Revision as of 14:32, 10 April 2018

Intro

This page collects the discussed topics of the Edge Worskhop from the Dublin PTG. If there is any error on this page or some information is missing please just go ahead and correcct it.

The discussions were noted in the following etherpads:

  • PTG schedule [1]
  • Gap analyzis [2]
  • Alans problems [3]

Definitions

  • Application Sustainability : VMs/Containers/Baremetals (i.e. workload)s already deployed on an edge site can continue to serve requests, i.e. local user can ssh on it
  • Control site(s): Sites that host only control services (i.e. theses sites do not aim at hosting compute workloads). Please note that there is no particular interest of having such a site yet. We just need the definition of what is a control site for the gap analysis and the different deployment scenarios that can be considered.
  • Edge site(s): Sites where servers may deliver control and compute capabilities.
  • Original site: The site to where the operator is connected to.
  • Remote site: The site what is managed by some management component and the operator is not directly connected to it
  • Site Sustainability: Local administrators/Local users should be able to administrate/use local resources in case of disconnections to remote sites.

Edge use cases

However it was not noted in the etherpads there were lots of discussions about the use cases for edge clouds.
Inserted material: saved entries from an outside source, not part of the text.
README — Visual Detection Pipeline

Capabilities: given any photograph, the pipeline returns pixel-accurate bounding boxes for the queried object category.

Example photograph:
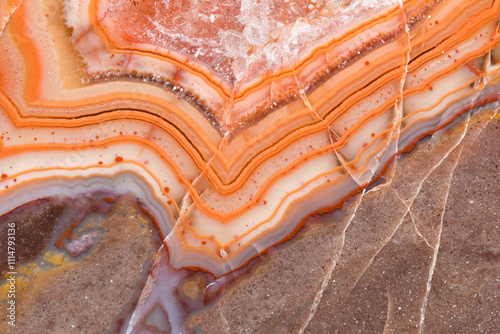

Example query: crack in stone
[339,111,471,303]
[418,104,499,333]
[389,114,470,208]
[346,189,408,294]
[218,303,232,334]
[409,211,436,250]
[383,284,395,333]
[297,190,366,334]
[464,108,498,149]
[418,144,465,333]
[0,0,23,37]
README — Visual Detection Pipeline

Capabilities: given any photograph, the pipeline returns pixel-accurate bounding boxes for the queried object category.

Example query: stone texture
[0,199,65,275]
[423,112,500,333]
[0,108,498,333]
[189,106,500,334]
[0,196,161,334]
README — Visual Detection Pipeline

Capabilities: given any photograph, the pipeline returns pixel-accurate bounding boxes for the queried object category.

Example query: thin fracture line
[418,143,464,333]
[298,191,365,334]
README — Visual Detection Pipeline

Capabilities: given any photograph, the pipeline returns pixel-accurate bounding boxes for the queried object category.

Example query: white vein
[298,190,365,334]
[383,285,395,333]
[218,303,232,334]
[409,210,435,250]
[0,0,24,37]
[328,109,471,307]
[418,106,498,333]
[417,143,463,333]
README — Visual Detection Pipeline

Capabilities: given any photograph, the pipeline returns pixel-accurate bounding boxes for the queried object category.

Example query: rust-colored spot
[115,156,123,162]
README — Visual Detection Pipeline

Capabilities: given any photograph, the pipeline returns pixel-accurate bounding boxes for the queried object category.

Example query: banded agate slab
[0,0,499,279]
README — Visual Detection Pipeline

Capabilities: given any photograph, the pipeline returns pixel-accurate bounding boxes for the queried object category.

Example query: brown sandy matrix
[0,0,499,332]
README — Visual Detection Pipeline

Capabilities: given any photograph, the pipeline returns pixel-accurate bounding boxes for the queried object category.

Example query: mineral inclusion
[0,0,499,332]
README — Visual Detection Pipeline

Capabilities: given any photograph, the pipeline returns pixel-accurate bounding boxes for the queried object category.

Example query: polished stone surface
[1,0,499,329]
[0,106,498,333]
[189,106,500,333]
[0,196,161,333]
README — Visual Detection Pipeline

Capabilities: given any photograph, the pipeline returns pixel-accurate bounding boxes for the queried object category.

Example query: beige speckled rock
[188,106,500,334]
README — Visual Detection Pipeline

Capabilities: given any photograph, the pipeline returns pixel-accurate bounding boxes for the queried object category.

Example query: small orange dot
[115,156,123,162]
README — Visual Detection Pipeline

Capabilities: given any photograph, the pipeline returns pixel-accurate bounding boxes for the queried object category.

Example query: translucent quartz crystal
[0,0,499,280]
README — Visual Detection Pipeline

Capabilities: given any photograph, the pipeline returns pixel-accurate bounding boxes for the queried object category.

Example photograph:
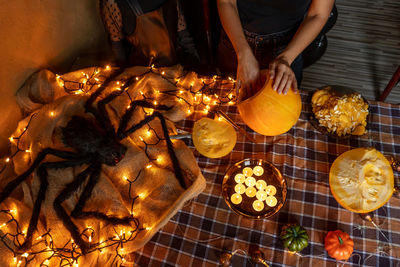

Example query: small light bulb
[265,195,277,207]
[230,193,242,205]
[245,186,257,198]
[161,71,165,75]
[253,200,264,211]
[234,173,245,184]
[234,184,246,194]
[146,164,152,169]
[5,158,10,163]
[253,166,264,176]
[136,77,139,80]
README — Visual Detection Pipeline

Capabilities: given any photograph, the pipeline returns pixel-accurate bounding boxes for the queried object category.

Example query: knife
[215,110,258,143]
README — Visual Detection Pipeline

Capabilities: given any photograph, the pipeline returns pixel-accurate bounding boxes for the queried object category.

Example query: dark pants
[217,26,303,86]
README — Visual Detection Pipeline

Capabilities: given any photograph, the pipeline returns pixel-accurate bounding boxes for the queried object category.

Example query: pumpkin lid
[192,117,237,158]
[329,148,394,213]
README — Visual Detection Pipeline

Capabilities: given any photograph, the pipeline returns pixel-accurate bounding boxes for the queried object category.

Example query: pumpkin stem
[338,236,343,245]
[292,227,298,238]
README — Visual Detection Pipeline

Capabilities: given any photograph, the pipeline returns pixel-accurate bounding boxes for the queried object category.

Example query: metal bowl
[308,85,370,139]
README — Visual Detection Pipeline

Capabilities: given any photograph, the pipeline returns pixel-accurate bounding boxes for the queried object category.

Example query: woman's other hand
[269,56,298,95]
[237,49,265,99]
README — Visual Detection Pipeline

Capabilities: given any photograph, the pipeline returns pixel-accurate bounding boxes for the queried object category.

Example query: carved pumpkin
[324,230,354,261]
[237,77,302,136]
[329,148,394,213]
[192,117,237,158]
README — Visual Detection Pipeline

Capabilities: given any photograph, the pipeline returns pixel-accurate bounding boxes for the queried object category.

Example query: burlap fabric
[0,65,206,266]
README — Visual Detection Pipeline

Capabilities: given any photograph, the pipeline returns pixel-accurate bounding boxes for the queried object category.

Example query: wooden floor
[301,0,400,104]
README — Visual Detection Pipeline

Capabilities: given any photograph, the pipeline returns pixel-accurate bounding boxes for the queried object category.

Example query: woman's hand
[269,56,298,95]
[237,49,264,99]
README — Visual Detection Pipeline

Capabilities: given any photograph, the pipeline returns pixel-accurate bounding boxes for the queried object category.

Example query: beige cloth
[0,65,206,266]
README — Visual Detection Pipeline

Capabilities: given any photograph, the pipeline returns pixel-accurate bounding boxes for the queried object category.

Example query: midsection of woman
[237,0,312,35]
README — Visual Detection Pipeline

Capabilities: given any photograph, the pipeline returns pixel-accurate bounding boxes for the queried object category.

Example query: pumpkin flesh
[192,117,237,158]
[329,148,394,213]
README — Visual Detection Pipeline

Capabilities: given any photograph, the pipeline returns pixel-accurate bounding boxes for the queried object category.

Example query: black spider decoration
[0,68,187,254]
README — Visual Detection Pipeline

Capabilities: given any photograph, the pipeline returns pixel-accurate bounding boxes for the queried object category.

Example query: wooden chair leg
[379,65,400,102]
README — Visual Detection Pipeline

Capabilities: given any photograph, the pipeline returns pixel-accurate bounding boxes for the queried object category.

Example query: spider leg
[53,163,95,254]
[71,162,136,225]
[17,155,91,251]
[117,100,171,138]
[0,148,84,204]
[118,111,186,189]
[155,112,186,189]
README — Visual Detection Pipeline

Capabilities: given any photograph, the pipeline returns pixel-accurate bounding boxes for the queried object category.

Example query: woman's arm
[271,0,335,94]
[217,0,263,95]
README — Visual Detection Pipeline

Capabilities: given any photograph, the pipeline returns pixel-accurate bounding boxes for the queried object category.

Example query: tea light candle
[265,196,277,207]
[245,177,256,187]
[256,190,267,201]
[245,186,257,197]
[253,166,264,176]
[231,193,242,205]
[242,167,253,177]
[252,200,264,211]
[234,173,245,184]
[235,184,246,194]
[265,185,277,196]
[255,180,267,190]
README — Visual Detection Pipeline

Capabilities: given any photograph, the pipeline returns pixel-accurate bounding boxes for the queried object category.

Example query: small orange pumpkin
[324,230,354,261]
[237,76,302,136]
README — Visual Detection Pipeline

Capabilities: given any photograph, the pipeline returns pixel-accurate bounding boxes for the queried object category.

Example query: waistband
[243,24,299,41]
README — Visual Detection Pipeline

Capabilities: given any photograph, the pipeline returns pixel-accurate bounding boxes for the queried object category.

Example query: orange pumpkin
[324,230,354,261]
[237,76,302,136]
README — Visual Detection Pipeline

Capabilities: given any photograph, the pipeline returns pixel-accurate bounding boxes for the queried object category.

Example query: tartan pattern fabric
[131,90,400,267]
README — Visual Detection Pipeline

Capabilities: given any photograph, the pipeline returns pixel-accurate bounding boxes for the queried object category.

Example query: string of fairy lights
[0,64,237,266]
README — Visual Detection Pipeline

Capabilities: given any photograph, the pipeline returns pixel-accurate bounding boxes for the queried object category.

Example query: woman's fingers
[277,73,289,94]
[272,67,284,91]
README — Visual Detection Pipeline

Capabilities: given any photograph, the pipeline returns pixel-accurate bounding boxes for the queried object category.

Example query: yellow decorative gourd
[237,77,302,136]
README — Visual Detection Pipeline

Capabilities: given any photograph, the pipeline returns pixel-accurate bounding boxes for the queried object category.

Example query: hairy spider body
[61,115,127,166]
[0,69,187,254]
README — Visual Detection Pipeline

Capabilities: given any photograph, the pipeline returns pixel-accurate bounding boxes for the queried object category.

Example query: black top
[237,0,312,34]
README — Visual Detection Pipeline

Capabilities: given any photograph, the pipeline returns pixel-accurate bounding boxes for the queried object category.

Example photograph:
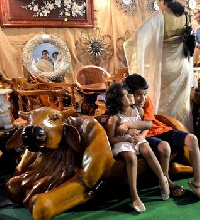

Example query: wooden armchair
[73,65,111,115]
[73,65,111,94]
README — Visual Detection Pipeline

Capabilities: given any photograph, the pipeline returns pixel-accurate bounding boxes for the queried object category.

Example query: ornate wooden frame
[0,0,94,28]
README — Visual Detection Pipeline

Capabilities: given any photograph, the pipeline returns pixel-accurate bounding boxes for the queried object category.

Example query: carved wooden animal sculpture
[6,107,115,220]
[6,107,192,220]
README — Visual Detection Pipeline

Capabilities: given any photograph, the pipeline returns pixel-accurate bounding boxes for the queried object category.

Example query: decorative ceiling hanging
[116,0,137,13]
[75,27,114,66]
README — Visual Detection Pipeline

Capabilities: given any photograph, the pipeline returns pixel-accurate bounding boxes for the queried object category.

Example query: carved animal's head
[7,107,76,151]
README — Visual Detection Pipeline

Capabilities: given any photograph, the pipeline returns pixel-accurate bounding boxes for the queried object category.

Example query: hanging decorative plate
[116,0,137,13]
[187,0,197,10]
[154,0,159,11]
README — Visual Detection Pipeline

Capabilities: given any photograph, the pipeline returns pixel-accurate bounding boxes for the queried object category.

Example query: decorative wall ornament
[23,34,71,81]
[153,0,159,11]
[145,0,157,13]
[21,0,86,18]
[116,0,137,13]
[187,0,197,10]
[0,0,94,27]
[75,27,114,66]
[116,30,132,66]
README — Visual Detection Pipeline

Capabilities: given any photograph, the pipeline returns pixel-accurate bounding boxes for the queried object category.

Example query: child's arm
[117,106,151,136]
[138,129,149,140]
[117,120,152,136]
[107,115,132,144]
[136,106,150,139]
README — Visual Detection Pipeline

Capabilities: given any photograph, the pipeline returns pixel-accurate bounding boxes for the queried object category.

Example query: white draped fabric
[124,10,193,131]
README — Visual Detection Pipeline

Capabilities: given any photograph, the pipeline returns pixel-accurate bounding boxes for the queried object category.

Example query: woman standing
[124,0,194,131]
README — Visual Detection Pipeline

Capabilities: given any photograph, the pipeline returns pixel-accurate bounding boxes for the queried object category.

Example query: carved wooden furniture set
[1,66,126,117]
[0,68,195,220]
[0,75,77,117]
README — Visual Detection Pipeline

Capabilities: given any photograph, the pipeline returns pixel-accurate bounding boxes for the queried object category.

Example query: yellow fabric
[163,11,185,39]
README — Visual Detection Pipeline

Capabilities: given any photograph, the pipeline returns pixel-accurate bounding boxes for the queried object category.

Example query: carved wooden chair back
[0,75,77,113]
[15,82,77,112]
[73,65,111,94]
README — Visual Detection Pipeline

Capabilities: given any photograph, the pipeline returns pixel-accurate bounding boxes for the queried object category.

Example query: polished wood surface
[5,107,192,220]
[0,75,77,114]
[73,65,110,115]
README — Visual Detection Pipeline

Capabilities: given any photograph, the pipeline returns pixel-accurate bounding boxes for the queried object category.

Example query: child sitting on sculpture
[123,74,200,198]
[105,83,169,213]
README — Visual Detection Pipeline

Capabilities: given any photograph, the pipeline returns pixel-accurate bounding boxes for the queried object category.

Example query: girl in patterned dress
[105,83,169,213]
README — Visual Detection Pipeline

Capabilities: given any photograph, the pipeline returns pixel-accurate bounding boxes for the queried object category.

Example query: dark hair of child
[123,74,149,94]
[105,83,125,116]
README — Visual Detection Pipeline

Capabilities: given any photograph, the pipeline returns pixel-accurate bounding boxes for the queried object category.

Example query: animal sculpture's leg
[31,175,94,220]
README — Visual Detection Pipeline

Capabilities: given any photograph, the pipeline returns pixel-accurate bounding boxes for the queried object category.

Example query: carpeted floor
[0,171,200,220]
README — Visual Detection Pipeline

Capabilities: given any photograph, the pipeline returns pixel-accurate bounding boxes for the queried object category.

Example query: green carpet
[0,175,200,220]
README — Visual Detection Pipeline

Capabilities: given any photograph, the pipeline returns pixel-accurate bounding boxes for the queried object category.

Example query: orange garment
[144,96,172,137]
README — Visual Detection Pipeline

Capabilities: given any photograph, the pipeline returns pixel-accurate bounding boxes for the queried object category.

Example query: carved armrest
[155,114,188,132]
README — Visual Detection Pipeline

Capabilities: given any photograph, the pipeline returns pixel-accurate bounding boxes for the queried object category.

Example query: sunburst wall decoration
[75,27,114,66]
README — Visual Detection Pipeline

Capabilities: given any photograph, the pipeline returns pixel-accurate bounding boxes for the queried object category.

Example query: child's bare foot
[160,176,170,200]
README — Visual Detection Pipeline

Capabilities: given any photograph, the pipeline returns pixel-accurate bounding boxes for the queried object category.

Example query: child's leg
[185,134,200,185]
[139,143,169,195]
[157,141,185,196]
[157,141,171,178]
[119,151,142,207]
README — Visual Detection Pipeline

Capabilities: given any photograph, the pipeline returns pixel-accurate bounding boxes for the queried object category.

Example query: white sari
[124,10,193,131]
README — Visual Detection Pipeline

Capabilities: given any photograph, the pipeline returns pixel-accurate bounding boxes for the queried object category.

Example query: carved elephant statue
[6,107,192,220]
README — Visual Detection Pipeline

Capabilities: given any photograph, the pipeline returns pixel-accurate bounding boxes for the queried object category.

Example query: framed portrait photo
[0,0,94,28]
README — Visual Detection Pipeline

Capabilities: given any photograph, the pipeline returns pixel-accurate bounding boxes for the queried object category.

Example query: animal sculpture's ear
[63,123,81,152]
[6,127,23,149]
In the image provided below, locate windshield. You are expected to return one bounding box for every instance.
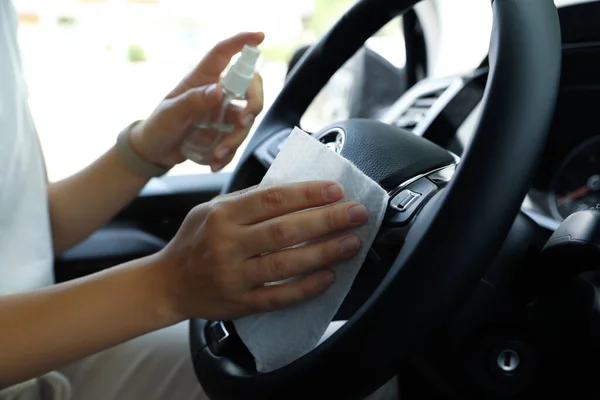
[13,0,584,181]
As the OpenStack Edge Computing Whitepaper [4], which is available from the Edge section of openstack.org [5] also describes there are unlimited use cases possible. The most prominents are:

  • IoT data aggregation: In case of IoT a big amount of devices are sending their data towards the central cloud. In an edge application this data can be pre processesed and aggregated, so the amount of data sent to the central cloud is smaller.
  • NFV: Telecom operators would like to run realtime applications on an infrastructure close to the radio heads to provide low latency.
  • Autonomus devices: Autonomus cars and other devices will generate high amount of data a will need low latency handling of this data.

Deployment Scenarios

To support all of the use cases there is a need for different size of edge clouds. During the discussions we recognised the following deployment scenarios:

Small edge

This is a single node deployment with multiple instances contained within it (lives in a coffee shop for instance); there should probably be some external management of the collection of these single nodes that does roll-up.

  • Minimum hardware specs: 1 unit of 4 cores, 8 GB RAM, 225 GB SSD
  • Maximum hardware specs: 1 unit of ? cores, 64 GB RAM, 1 TB storage
  • Physical access of maintainer: Rare
  • Physical security: none
  • Expected frequency of updates to hardware: 3-4 year refresh cycle
  • Expected frequency of updates to firmware: ~monthly
  • Expected frequency of updates to control systems (e.g. OpenStack or Kubernetes controllers): ~ 6 months, has to be possible from remote management
  • Remote access/connectivity reliability (24/24, periodic, ...): No 100% uptime expected.

Medium edge

  • Minimum hardware specs: 4RU
  • Maximum hardware specs: 20 RU
  • Physical access of maintainer: Rare
  • Physical security: Medium, probably not in a secure data center, probably in a semi-physically secure; each device has some authentication (such as certificate) to verify it's a legitimate piece of hardware deployed by operator; network access is all through security enhanced methods (vpn, connected back to dmz); VPN itself is not considered secure, so other mechanism such as https should be employed as well)
  • Expected frequency of updates to hardware:  ?
  • Expected frequency of updates to firmware: ?
  • Expected frequency of updates to control systems (e.g. OpenStack or Kubernetes controllers): ?
  • Remote access/connectivity reliability (24/24, periodic, ...): 24/24

Features and requirements

The discussion happened on two levels 1) on the level of future features of an edge cloud and 2) on the level of concrete missing requirements by the ones who try to deploy edge clouds today. These features and requirements are on a different level, therefore they are recorded in two separate subchapters.

Architectural paradigms

  • There is a single source of truth of cloud metadata in one edge infrastructure
  • Caching the data should be possible
  • It is possible to have network partitioning between any edge cloud instances of the edge infrastructure

Features

Features are organized into 7 levels starting from the basic level features set to the most advances feature sets.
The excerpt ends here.